In yesterday’s New York Times’ Modern Love essay, the author is a newly separated woman whose husband had an affair by way of the Craigslist Casual Encounters section. So, the woman decides to post her own ad (who can blame her?).
What follows is a pretty relatable foray into the world of Casual Encounters by someone who is a bit more buttoned-up than the usual posters. I don’t mean that in a bad way — it’s just that Casual Encounters isn’t for everybody, and exploring the world can be an eye-opening and thoughtful experience if you’re someone who isn’t after what the site is strictly offering, which is to say, sex.

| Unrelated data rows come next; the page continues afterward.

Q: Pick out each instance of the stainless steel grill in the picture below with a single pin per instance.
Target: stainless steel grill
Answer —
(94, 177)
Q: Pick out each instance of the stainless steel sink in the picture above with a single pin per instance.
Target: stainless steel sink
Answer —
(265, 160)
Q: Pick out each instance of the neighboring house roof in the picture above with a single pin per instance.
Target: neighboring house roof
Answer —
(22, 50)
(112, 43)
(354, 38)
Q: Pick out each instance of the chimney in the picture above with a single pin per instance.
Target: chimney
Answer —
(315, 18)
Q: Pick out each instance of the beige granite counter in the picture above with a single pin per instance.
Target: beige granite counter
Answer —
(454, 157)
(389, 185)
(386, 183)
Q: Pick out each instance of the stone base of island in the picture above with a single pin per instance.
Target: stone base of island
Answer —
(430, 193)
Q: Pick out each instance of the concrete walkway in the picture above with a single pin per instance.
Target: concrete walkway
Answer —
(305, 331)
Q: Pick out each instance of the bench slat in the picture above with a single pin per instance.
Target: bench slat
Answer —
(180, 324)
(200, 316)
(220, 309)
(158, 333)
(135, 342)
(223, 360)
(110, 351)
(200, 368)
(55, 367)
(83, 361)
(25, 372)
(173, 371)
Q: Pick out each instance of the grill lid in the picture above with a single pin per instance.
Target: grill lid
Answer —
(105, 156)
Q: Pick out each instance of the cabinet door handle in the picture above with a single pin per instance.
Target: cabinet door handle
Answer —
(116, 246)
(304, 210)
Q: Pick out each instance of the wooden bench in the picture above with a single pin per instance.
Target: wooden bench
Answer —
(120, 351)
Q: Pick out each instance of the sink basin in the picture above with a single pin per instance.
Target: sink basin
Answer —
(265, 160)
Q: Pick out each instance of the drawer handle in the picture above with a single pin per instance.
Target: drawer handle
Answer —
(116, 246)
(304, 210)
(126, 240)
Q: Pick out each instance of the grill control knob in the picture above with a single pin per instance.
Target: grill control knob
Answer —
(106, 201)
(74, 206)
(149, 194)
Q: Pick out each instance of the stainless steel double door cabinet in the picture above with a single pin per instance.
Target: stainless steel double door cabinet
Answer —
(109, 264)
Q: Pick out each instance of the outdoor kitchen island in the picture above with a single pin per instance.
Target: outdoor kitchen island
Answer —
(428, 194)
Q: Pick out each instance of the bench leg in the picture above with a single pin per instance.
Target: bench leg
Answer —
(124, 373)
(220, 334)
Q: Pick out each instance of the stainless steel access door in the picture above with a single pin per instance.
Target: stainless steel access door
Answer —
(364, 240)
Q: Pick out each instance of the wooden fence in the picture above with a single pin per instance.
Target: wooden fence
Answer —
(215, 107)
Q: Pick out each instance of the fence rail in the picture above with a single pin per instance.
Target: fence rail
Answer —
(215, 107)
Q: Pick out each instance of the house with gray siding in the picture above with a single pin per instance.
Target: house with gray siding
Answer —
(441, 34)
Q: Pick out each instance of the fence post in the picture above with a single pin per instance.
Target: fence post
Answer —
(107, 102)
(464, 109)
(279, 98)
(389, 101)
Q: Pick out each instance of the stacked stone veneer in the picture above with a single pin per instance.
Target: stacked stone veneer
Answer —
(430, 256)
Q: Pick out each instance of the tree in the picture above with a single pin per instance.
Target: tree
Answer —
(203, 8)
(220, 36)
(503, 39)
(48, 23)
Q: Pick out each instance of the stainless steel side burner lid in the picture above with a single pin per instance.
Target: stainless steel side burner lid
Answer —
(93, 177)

In college, for some reason, my friends and I would frequently find ourselves posting ads on Craigslist Casual Encounters, “as a joke.” The joke part was that none of us had any intention of actually meeting up with someone. The attention and curiosity, the excitement of opening up they emails as the poured in? That was all real.
We’d first create a silly email address on yahoo or hotmail, and then post what seemed to us to be an absurd listing in places very specific to our school: the campus library, a certain dorm, etc.
Then, we’d all sit at a computer, giggling and waiting for the answers to start rolling in, which they always did, even at 2 in the morning on a Tuesday night. We’d shriek over the lewd photos, and write back saucy messages, giggling “oh my God!” the whole time.
But then, inevitably, we’d get hooked — on the guy who wrote back to our impossibly ridiculous message, on the guy who seemed normal, on the guy who we hypothesized was a professor at the school. Like the author of the Modern Love essay, we learned it was easy to delude yourself into thinking it was a friendly email conversation this guy was after, and not something more.
But in the end, the guy would give up, or we would forget, and lose the password to the email address, and the adventure would be over.
Because Craigslist is great for, well, casual encounters.
But if you’re a buttoned-up girl looking for something a little more meaningful, you’ve got to look somewhere else.